Posted: Nov 6th, '13, 10:12
by MarkS
I would clean up as soon as possible with mineral spirits , once dry you would have to apply elbow grease and at the very least 0000 steel wool. We stay off for 24 hours and after that it's good to go but initial cure is a few hours.

Re: Teak Adhesive

Posted: Nov 7th, '13, 16:31
by Buju
Mark-
being that your our resident cheesehead, and thereby far away from saline waters, you may not know...

But no one on the coast should ever, and I mean never, use steelwool for anything outside, or on the boat especially.
It's amazing how fast the broken down particles become iron oxide... faster than watching paint dry at times.

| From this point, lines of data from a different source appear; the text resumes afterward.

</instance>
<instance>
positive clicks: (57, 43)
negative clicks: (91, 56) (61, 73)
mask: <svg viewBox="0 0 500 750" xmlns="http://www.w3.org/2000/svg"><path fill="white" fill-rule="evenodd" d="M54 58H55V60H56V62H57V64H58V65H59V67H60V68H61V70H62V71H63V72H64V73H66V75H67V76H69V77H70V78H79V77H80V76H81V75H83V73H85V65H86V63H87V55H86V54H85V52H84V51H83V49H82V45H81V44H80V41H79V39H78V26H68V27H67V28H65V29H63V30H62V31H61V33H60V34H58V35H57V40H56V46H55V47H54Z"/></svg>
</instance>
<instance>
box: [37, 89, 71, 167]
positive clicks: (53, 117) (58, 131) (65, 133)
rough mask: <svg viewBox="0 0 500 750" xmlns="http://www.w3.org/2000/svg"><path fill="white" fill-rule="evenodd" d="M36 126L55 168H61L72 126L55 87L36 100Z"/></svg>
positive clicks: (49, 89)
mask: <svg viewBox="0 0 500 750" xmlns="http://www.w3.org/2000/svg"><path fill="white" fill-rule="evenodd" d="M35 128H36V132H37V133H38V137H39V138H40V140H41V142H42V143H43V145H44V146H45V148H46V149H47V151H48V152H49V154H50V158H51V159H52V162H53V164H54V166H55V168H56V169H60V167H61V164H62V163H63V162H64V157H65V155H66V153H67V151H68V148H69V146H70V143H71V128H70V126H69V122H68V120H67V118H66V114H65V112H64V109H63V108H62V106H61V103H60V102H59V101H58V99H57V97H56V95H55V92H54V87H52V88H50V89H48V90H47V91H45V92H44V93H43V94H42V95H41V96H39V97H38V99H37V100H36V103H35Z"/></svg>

Bronze wool or synthetics like scotch brites only... unless of course its an area that rust stains wont matter.

I share this because my name is also Mark S, and I am also from a midwest tribe just south of the cheesehead nation known as the FIB's. I learned the hard way on my first ocean front paint job a long while back now. About 300' of chalking aluminum handrail over a keystone-coral tile walkway. Used steel wool to abrade a good portion of it in the prep... by the time I walked back to my truck to get more steel wool there were rust stains everywhere on that porous tile under the prepped rail. Even had a drop cloth under me as I worked.

That was no bueno.

Re: Teak Adhesive

Posted: Nov 7th, '13, 18:19
by MarkS
Buju That is my education for the day! Thanks for the smartening. In the end my point being the Bostic's Best is a bitch after it drys!

So there must be some dirty tricks one could play with steel wool on the coasts, no?